Since 10 p.m. the night before, we had explored Alaska's onramp for migrating birds, the Copper River Delta. The delta extends for about 70 miles of Alaska coastline and covers 1,000 square miles from Cape St. Elias to Point Whitshed near Cordova.
In this birder's paradise of tidal mud flats, slow-moving sloughs, and mossy rainforests, our team buzzed along the delta in a rented Dodge Caravan. Using the Copper River Highway, we crossed muddy flats that attract more than 80 percent of the world's western sandpiper population and nearly all the Pacific dunlin. More than 5 million shorebirds and 9 million waterfowl visit the Copper River Delta every spring, according to scientists with the U.S. Forest Service in Cordova. Many of the shorebirds stay only a few days, long enough to replenish their fat reserves and move on. Many of the waterfowl stay throughout the breeding season.
The Copper River Delta is an essential stop for many birds entering Alaska. Large mountains and icefields, such as Rhode-Island-size Malaspina Glacier, prevent birds from lingering along Alaska's coast to the east and south until they reach the flatness of the delta, with its milder weather and abundant food. The delta-a swath of mud flats and greenery larger than some countries-serves as a refueling stop for birds continuing west to Prince William Sound and other nesting areas in Alaska.
Western sandpipers are among the many shorebirds that visit the Copper River Delta every spring. Kristen, Lisa, and I encountered thousands of these tiny birds on the salty mud of Hartney Bay near Cordova. The sandpipers, smaller than a tennis ball, skittered along the flats like ants, injecting their bills into the soft mud. Now and then, the birds took wing by the hundreds, flying around the bay and veering in sync like schools of baitfish.

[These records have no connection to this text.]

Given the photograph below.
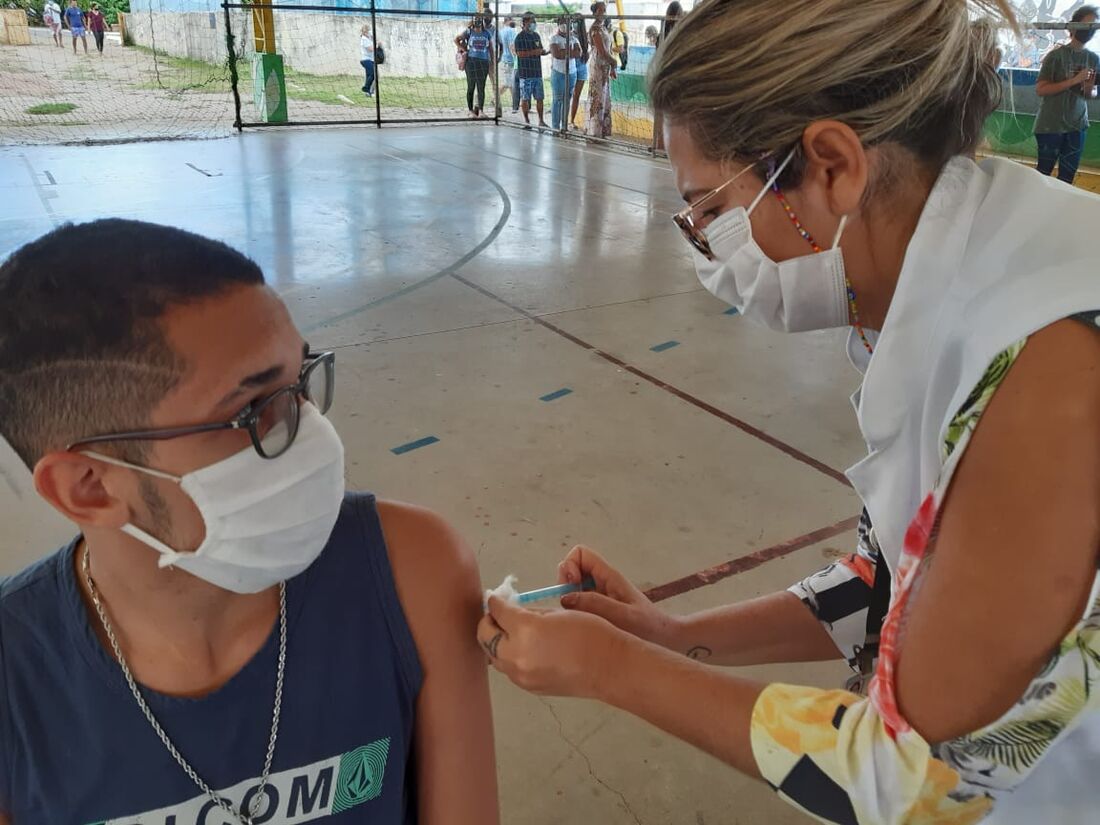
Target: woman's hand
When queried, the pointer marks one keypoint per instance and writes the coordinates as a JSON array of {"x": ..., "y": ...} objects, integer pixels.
[
  {"x": 552, "y": 652},
  {"x": 615, "y": 598}
]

Arriving in the delta from wintering grounds as far south as Peru, western sandpipers may have fasted for days as they migrated north and west before reaching the rich tidal zones of the Copper River Delta. According to the Birder's Handbook, the delta is one of only five sites in North America that support more than one million shorebirds each year. The others are Washington's Gray's Harbor, eastern Canada's Bay of Fundy, Kansas' Cheyenne Bottoms, and the beaches of Delaware Bay in New Jersey and Delaware.
We couldn't count the multitudes of sandpipers we saw at Hartney Bay, but Brina Kessel and the late Pete Isleib detailed what they saw on the delta in Birds of the North Gulf Coast-Prince William Sound Region, Alaska:
"Densities of more than 250,000 shorebirds per square mile fed on the tidal flats of the Copper River Delta in early May, 1964."

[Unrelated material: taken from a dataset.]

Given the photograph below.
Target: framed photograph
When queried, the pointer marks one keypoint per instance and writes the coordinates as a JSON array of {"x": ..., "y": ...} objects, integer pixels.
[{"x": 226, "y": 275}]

We identified 47 different species of birds during our 24 hours of searching, and we missed many more. At the Powder House, as judges for the Great Cordova Birding Challenge counted the results from the four local teams, Kristen, Lisa and I sunk a bit in our chairs: the Purple Sandpipers, the winning team of Craig Reiser and Dedrick Benz, counted 81 species. Two other teams counted 79 and 78 species. In the end, each team member's $20 entry fee went to the Copper River Delta Shorebird Festival.
We left the Powder House in the dark, and then drove to a Forest Service cabin to end our marathon day of birding. As we fell into a deep sleep, thousands of migrants stirred in the woods and flats surrounding us.